The latest squeeze is to be put on rural policing. A report by HM Inspector of Constabulary has recommended that the present means of allocating funds to policing be scrapped and that in future more funds be diverted, in effect, to police forces in Labour’s urban heartlands at the expense of rural forces on the grounds of diverting funds where they are most needed, as if we in the country somehow do not suffer crime and have no need of police officers. Labour will, of course, swiftly seize on this report as an excuse to strip the countryside of what little protection it currently has so that it can point to extra police in the towns and cities where marginal seats might be found.
Of course the Tories have not been immune to this process: the Thatcher years undoubtedly saw a managed retreat of the police from rural areas much as the armies of Rome must have gravitated back to the centre as Rome in the West tottered. It was a process which began with the Police Act 1964: I can recall the amalgamation of Huntingdonshire’s police force with that of Cambridgeshire about then which produced an abortion called ‘Mid Anglia Police. Then they abolished Huntingdonshire and so renamed it ‘Cambridgeshire Police’. Almost immediately upon reorganisation village bobbies began to disappear and police houses to be sold off.
Nature abhors a vacuum and over the next forty years the criminal fraternity moved to fill it so that the evils of car theft, dwelling house burglary, equipment theft and the like were now visited upon us. The State meanwhile had effectively abdicated responsibility. And when the likes of Tony Martin elected to sort Chummy out for himself, he found himself on a murder charge for whacking a member of the criminal fraternity who had come aplundering.
Now rural communities are to be further abandoned by the State without any commensurate compensations. If you seek urgent help it will have to come from further and further away: you will be lucky to get such help for it will be engaged in the fruitless exercise of trying to stem the tide of drunkenness brought on by Mr. Brown’s 24/7 drinking culture and the offences of violence and public disorder that it brings in its wake.

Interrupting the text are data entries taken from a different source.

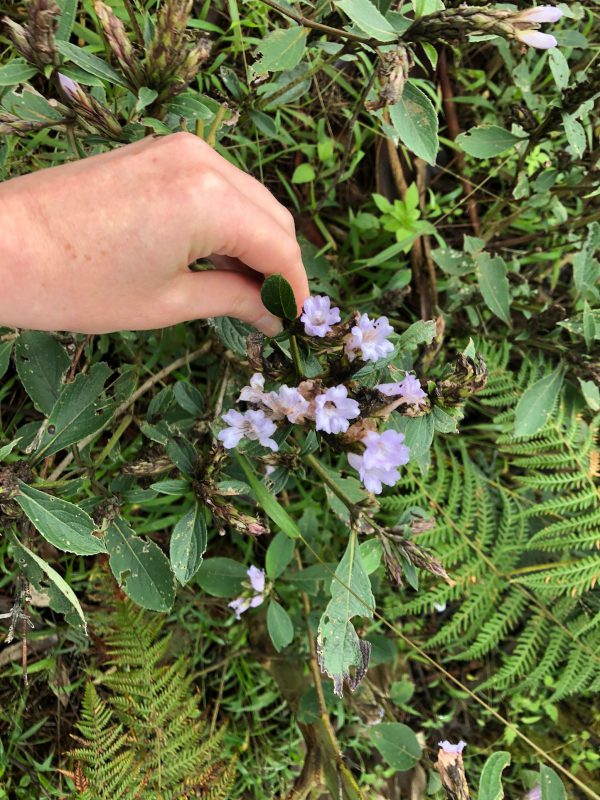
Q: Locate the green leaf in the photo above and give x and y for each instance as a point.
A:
(270, 505)
(279, 625)
(418, 433)
(140, 566)
(490, 782)
(278, 297)
(232, 333)
(188, 544)
(487, 141)
(41, 363)
(416, 122)
(61, 523)
(279, 554)
(418, 333)
(575, 133)
(281, 50)
(339, 647)
(146, 97)
(368, 18)
(80, 411)
(551, 785)
(67, 18)
(304, 173)
(5, 351)
(90, 63)
(536, 403)
(55, 579)
(559, 67)
(15, 72)
(397, 744)
(491, 274)
(221, 577)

No wonder the rural community became politicised when its traditions were assaulted by bigoted Labour class-warriors, giving rise to the Countryside Alliance which has done so much to help raise awareness of such issues, winning lately a prize for its achievement in Channel Four’s Political Awards (through a certain amount of gritted teeth, it has to be said, on the part of the luvvie intelligentsia who nearly choked collectively on their foie gras when the award was announced). As this politicisation has given rise to a new and youthful set of campaigners, some of whom will campaign in marginal constituencies between now and the next general election, Labour may yet rue underestimating the political power and sophistication of rural folk.
That would be no surprise, since, as I said at the outset, Labour does not understand the countryside, thinking us to be strawheads to be led like so many cattle. Hopefully the next election will reveal the unwisdom of taking us thus for granted.